Konsum als Erlebnis? Zur Kurzlebigkeit der Modewelt

Fair, nachhaltig, ökologisch… Dass es nicht einfach ist, diese Punkte im Alltag zu berücksichtigen, weiß wohl jeder. Schließlich hat jeder Mensch begrenzte Ressourcen und schon allein die Beschäftigung damit, was denn nun ethisch vertretbar ist und was nicht, sprengt meist den Rahmen. Besser die Bio-Äpfel aus Neuseeland oder die konventionellen aus der anderen Ecke Deutschlands? Das eigene Geld in eine teure Fair Trade-Jacke investieren oder lieber die günstige vom Modeschweden kaufen, um nächste Woche im Bioladen einkaufen zu können? Und hat das Gute, was ich tue, überhaupt einen Effekt auf die Welt?

Schwierig ja, aber eben auch wichtig. Ich denke, in kaum einer Industrie sind die menschenverachtenden Herstellungsbedingungen inzwischen so offengelegt und werden so viel diskutiert wie in der Modebranche. Näherinnen, die in so genannten „Sweat Shops“ für einen Hungerlohn Endlosschichten schieben und zwischendurch nicht einmal etwas trinken dürfen, Färber, die bis zu den Knien völlig ungeschützt in giftiger Farbe stehen – solche Bilder kennen wir und können längst nicht mehr behaupten, wir wüssten nicht, wie Preise von 4,90 für ein Top bei H&M zustande kommen. Die Tragödie des Einsturzes von Rana Plaza und die erschreckenden Fotos davon gingen medial um die Welt und vor Kurzem schickte eine norwegische Zeitung in einer Reality-Show drei Modeblogger nach Kambodscha, um diesen die Lebens- und Arbeitsbedigungen dort vor Augen zu führen, ständig hören wir neue Nachrichten, sind beinahe schon immun gegen die Schreckensbilder.

In der Welt der Mode-Unternehmen hat sich wenig getan. Es wurden Entschädigungen gezahlt, von Primark-Anhängern wird gern erwähnt, dass das irische Discount-Unternehmen das erste war, das den Opfern und Angehörigen von Rana Plaza Geld zukommen ließ. Es wurden grüne Kampagnen eingeführt, H&M nimmt nun alte Kleidung zurück und die meisten großen Hersteller haben eine „Bio Cotton“-Linie.
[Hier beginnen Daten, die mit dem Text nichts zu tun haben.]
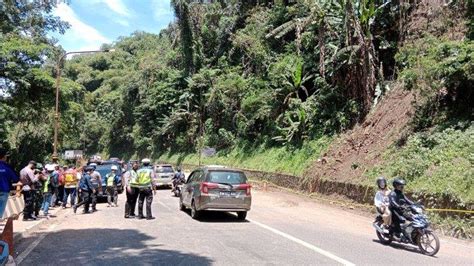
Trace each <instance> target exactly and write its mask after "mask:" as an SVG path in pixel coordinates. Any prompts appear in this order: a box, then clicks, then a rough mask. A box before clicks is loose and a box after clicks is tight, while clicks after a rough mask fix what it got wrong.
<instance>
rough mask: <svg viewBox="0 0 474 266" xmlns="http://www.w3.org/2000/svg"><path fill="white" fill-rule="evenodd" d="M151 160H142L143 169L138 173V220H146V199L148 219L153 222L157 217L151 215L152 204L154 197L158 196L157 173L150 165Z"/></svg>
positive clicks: (149, 159)
mask: <svg viewBox="0 0 474 266" xmlns="http://www.w3.org/2000/svg"><path fill="white" fill-rule="evenodd" d="M150 164H151V161H150V159H143V160H142V168H140V169H139V170H138V172H137V175H138V187H139V195H138V219H143V218H145V217H144V216H143V203H144V201H145V199H146V219H147V220H152V219H155V217H153V216H152V214H151V203H152V202H153V195H156V186H155V171H154V169H153V166H151V165H150Z"/></svg>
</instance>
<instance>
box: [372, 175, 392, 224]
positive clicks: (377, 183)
mask: <svg viewBox="0 0 474 266" xmlns="http://www.w3.org/2000/svg"><path fill="white" fill-rule="evenodd" d="M376 183H377V186H378V188H379V190H378V191H377V193H376V194H375V197H374V204H375V207H376V208H377V212H378V213H380V214H381V215H382V219H383V227H382V229H383V231H384V232H385V233H388V228H389V227H390V225H391V224H392V214H391V213H390V208H389V207H390V200H389V198H388V196H389V195H390V189H388V186H387V180H386V179H385V177H383V176H381V177H379V178H377V181H376Z"/></svg>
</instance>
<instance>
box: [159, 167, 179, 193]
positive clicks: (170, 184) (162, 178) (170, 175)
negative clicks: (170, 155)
mask: <svg viewBox="0 0 474 266" xmlns="http://www.w3.org/2000/svg"><path fill="white" fill-rule="evenodd" d="M174 174H175V171H174V169H173V166H172V165H171V164H158V165H156V166H155V185H156V186H157V187H170V188H171V187H172V186H173V177H174Z"/></svg>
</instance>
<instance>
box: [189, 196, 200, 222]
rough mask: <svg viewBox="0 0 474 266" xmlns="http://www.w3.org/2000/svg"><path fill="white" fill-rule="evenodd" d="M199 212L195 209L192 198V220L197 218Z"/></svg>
mask: <svg viewBox="0 0 474 266" xmlns="http://www.w3.org/2000/svg"><path fill="white" fill-rule="evenodd" d="M200 214H201V212H200V211H198V210H197V209H196V204H195V203H194V200H193V201H192V202H191V218H193V219H194V220H197V219H199V216H200Z"/></svg>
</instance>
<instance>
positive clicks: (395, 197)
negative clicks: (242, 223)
mask: <svg viewBox="0 0 474 266" xmlns="http://www.w3.org/2000/svg"><path fill="white" fill-rule="evenodd" d="M405 184H406V183H405V181H404V180H403V179H401V178H395V180H393V188H394V190H393V191H392V192H390V195H389V200H390V211H391V212H392V214H393V215H392V221H393V226H394V229H395V234H396V235H397V236H399V235H400V233H401V227H400V224H401V223H404V222H405V221H406V220H407V218H406V217H404V216H403V212H404V210H405V209H406V206H407V205H411V204H413V202H412V201H411V200H410V199H408V198H407V197H406V196H405V194H403V189H404V188H405Z"/></svg>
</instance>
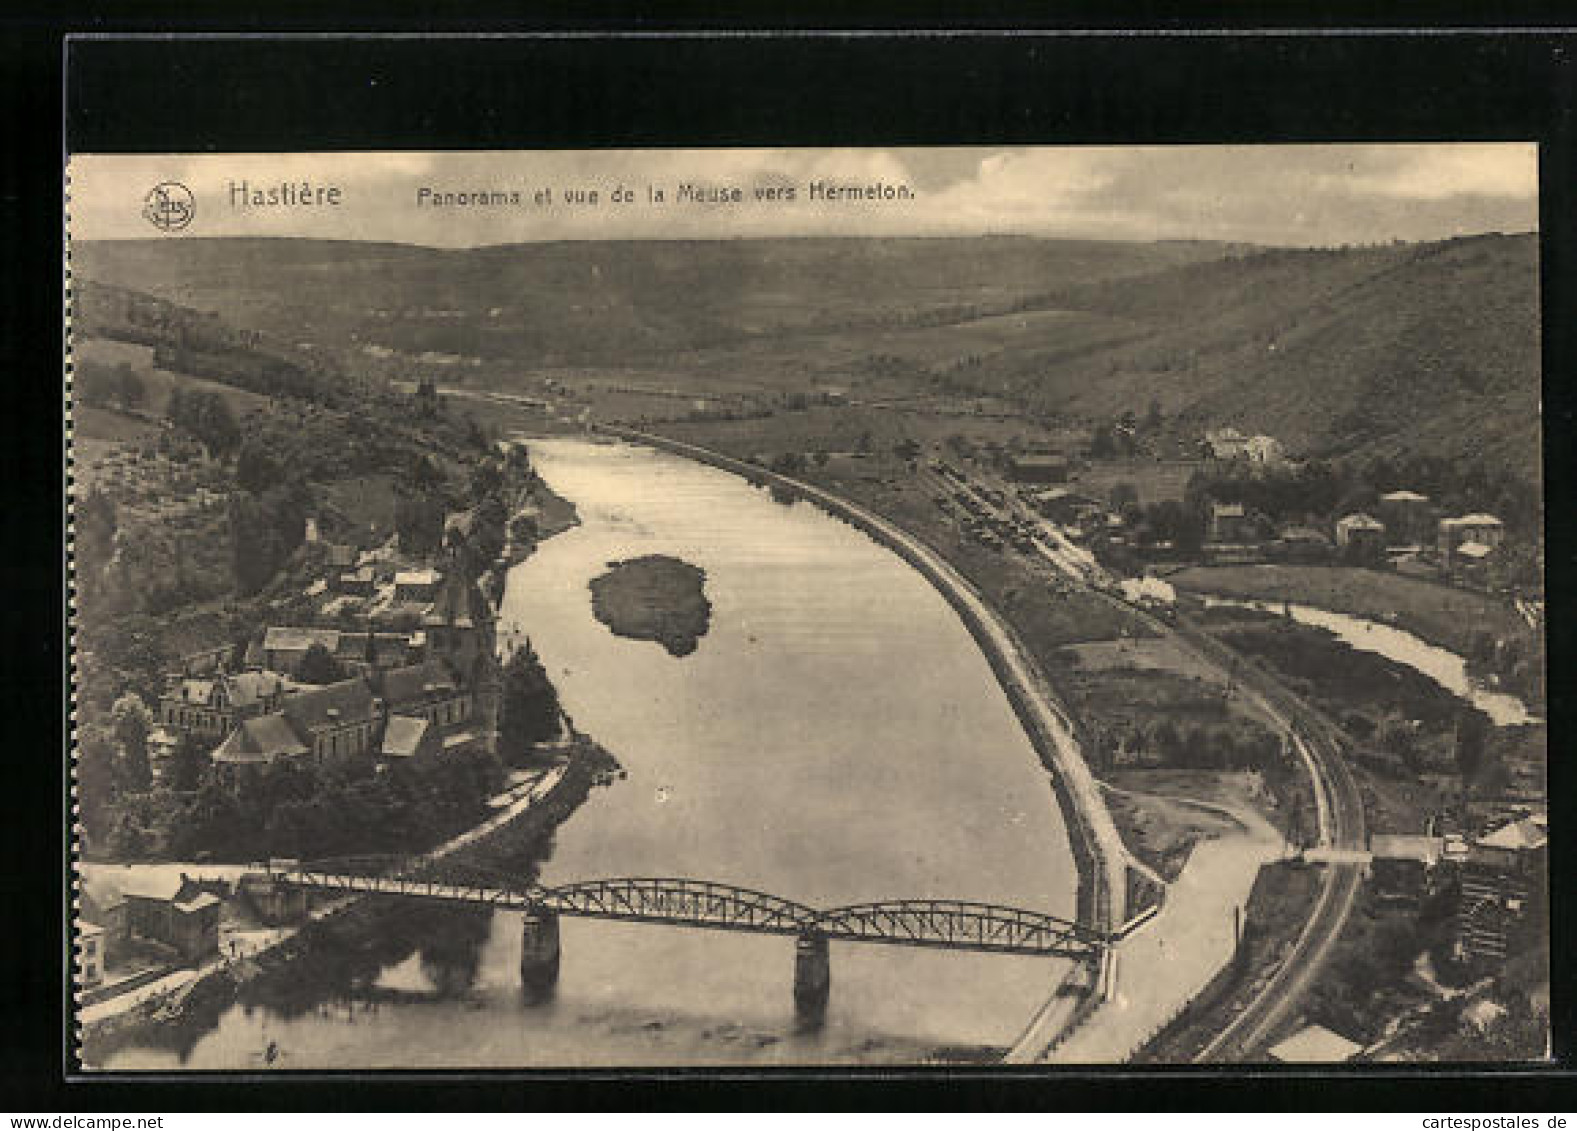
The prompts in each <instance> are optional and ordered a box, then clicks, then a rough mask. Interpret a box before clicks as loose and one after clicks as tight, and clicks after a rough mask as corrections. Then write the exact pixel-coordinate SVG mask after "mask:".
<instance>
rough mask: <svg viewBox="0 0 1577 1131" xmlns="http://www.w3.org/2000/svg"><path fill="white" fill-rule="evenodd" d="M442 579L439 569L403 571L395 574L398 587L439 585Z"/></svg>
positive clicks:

Aber all das sind Marketing-Maßnahmen, die das Problem grün anmalen, anstatt eine Lösung zu finden. Denn große Wirtschaftsunternehmen könnten sich das Umdenken hin zu nachhaltiger Produktion zwar leisten, aber es liegt nicht in ihrer Natur. Darauf, dass Kleidungshersteller von selbst auf die Idee kommen, faire Arbeitsbedingungen einzuführen, können wir meiner Meinung nach lange warten. Denn es klappt ja momentan auch so, die Herstellungsbedingungen drücken die Preise und möglichst günstige Preise sind das, was die Käuferinnen und Käufer am meisten wollen – dafür braucht man nur auf den riesigen Erfolg von Primark zu schauen.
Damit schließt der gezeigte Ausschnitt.